69I referred a little while ago to a letter of 3 October 2008. That was prepared following discussions between senior officers of Paperlinx and Mr Canty on 1 October 2008. The letter recorded "the agreement that we have reached in ensuring that we clear all Quality Print Group's incoming stock from Dalton Web ... by 15 December 2008". One of the ways in which that was to be achieved was by increasing "your current credit limit to $1.65m (from $1.2m) effective immediately".
70The letter said that the increase would be temporary only "and will be adjusted back to $1.2m once current orders have been delivered".
71Mr Allard said that Mr Canty signed that letter, by way of acceptance of its terms, and returned it to Paperlinx. The letter has since been lost, but I accept Mr Allard's evidence.
72A letter of 10 November 2008, to Mr Canty, records the disappointment of Paper Australia with the inability of TQG to honour its obligations under the agreement of 1 October (which was confirmed in the letter of 3 October). The letter said that, in those circumstances, a number of steps would be taken, including "reinstating" the limit to $1.2 million.
73There were subsequent emails on 13 November and 10 and 11 December confirming the $1.2 million limit. There is no point in setting out their terms.
74On 3 December 2008, Mr Allard had a conversation with Mr Canty. Following the conversation, Mr Allard sent an email to, among others, Cameron referring to the conversation.
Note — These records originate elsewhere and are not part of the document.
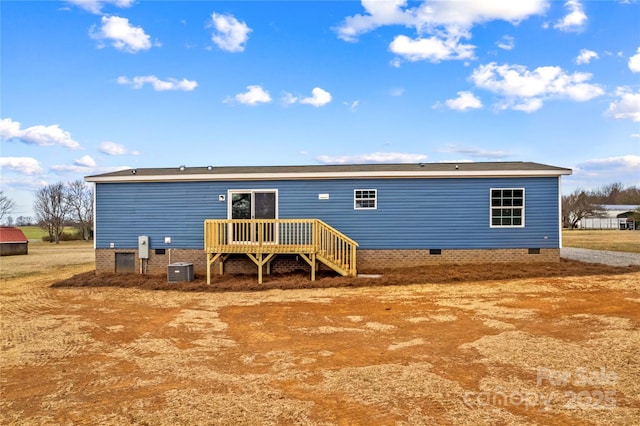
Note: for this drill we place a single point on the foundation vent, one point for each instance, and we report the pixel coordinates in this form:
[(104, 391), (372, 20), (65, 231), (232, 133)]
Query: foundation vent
[(180, 271)]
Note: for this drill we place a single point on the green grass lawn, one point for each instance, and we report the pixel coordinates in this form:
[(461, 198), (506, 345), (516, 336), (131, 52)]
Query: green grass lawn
[(36, 233), (614, 240)]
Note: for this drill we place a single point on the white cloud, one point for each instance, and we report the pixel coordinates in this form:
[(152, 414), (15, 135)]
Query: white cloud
[(375, 157), (574, 20), (95, 6), (586, 56), (23, 165), (157, 84), (627, 107), (506, 43), (112, 148), (123, 36), (229, 34), (85, 161), (626, 162), (37, 135), (464, 101), (475, 152), (253, 96), (434, 49), (433, 15), (526, 90), (319, 97), (634, 62), (439, 25)]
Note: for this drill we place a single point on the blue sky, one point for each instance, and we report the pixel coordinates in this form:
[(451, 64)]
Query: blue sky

According to Mr Allard, Mr Canty said, in the course of that conversation, "he was not at $1.2 million so when could he expect some deliveries". Mr Canty did not deny that evidence.
75The cumulative effect of the documentary evidence, even considered without any regard to the contemporaneous circumstances, is overwhelming. It is utterly inconsistent with the proposition that, in July 2008, an agreement was reached that TQG could have the benefit of a credit limit of $1.6 million.
76In case it should be thought that the temporary limit of $1.65 million was inconsistent with the matter that I referred to earlier - of having a credit limit which did not exceed the amount of insurance - I am satisfied, on the basis of in particular the evidence of Mr Allard, that the QBE limit was net of GST, and that the limit of $1.65 million was inclusive of GST.
77I find that there were no conversations in the terms alleged by Mr Canty at paragraphs 46 and 48 of his affidavit. I regard this aspect also of his evidence as untruthful.
78It follows that the third alleged breach - of the "second credit agreement" - is not made out.